Terraform and Nomatron are adjacent, but they do not solve the same layer of the problem.
Terraform provisions and manages infrastructure state. Nomatron manages the governed delivery path for workloads running on Nomad.
TL;DR
Use Terraform if you need:
- infrastructure provisioning;
- repeatable cloud resource management;
- declarative platform dependencies; and
- stateful infrastructure change control.
Use Nomatron if you need:
- deployment workflows for Nomad workloads;
- approvals and audit around releases;
- environment-specific rollout control; and
- promotion and visibility for application delivery.
Side-By-Side
| Capability | Terraform | Nomatron |
|---|---|---|
| Provision infrastructure | Yes | No |
| Manage cloud resources declaratively | Yes | No |
| Govern Nomad workload deployments | No | Yes |
| Promotion across environments | No | Yes |
| Release approvals | No | Yes |
| Deployment audit trail | Limited | Yes |
The Real Gap
Terraform is excellent for defining:
- Nomad clusters;
- networks;
- databases;
- secrets backends; and
- surrounding infrastructure.
It is not designed to be the interactive, environment-aware control plane for day-to-day application deployments.
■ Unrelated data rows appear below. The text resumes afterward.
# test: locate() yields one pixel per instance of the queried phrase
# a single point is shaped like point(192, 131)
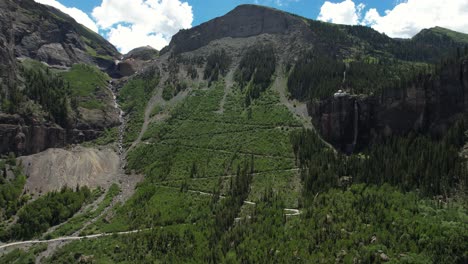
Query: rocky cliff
point(27, 136)
point(7, 59)
point(349, 122)
point(242, 22)
point(29, 30)
point(44, 33)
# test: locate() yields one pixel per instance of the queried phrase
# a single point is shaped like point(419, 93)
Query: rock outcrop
point(25, 136)
point(349, 122)
point(7, 58)
point(44, 33)
point(242, 22)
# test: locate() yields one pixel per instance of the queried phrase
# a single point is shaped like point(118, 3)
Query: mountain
point(256, 137)
point(43, 100)
point(382, 78)
point(44, 33)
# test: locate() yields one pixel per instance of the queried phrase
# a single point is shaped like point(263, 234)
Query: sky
point(130, 24)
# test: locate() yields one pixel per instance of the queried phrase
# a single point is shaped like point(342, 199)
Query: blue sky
point(132, 23)
point(205, 10)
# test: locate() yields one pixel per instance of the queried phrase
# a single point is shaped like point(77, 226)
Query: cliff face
point(349, 122)
point(7, 59)
point(46, 34)
point(32, 30)
point(25, 136)
point(242, 22)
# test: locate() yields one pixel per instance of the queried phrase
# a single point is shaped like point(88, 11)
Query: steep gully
point(127, 188)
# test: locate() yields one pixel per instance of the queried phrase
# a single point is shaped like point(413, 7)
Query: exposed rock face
point(142, 53)
point(55, 168)
point(46, 34)
point(7, 59)
point(23, 136)
point(32, 30)
point(244, 21)
point(350, 121)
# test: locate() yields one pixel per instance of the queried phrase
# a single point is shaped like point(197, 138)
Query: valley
point(233, 145)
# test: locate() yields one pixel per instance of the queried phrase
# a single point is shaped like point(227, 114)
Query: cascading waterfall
point(356, 124)
point(122, 123)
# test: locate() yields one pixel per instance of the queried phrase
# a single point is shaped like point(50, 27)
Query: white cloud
point(345, 12)
point(135, 23)
point(80, 16)
point(408, 18)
Teams can force some of that into Terraform, but the result is often awkward for frequent release operations because the workflow is optimized for infrastructure state, not ongoing delivery control.
A Real-World Example
You might use Terraform to create:
- the Nomad cluster;
- the PostgreSQL database;
- the load balancer; and
- even some baseline Nomatron resources.
But when it is time to:
- review a release;
- approve a production rollout;
- promote a known-good deployment to another environment; or
- inspect who changed what,
that is no longer really an infrastructure provisioning problem.
That is where Nomatron fits.
Why Nomatron
The strongest model is usually:
- Terraform provisions the platform; and
- Nomatron governs workload delivery on that platform.
That gives each tool the job it is best at.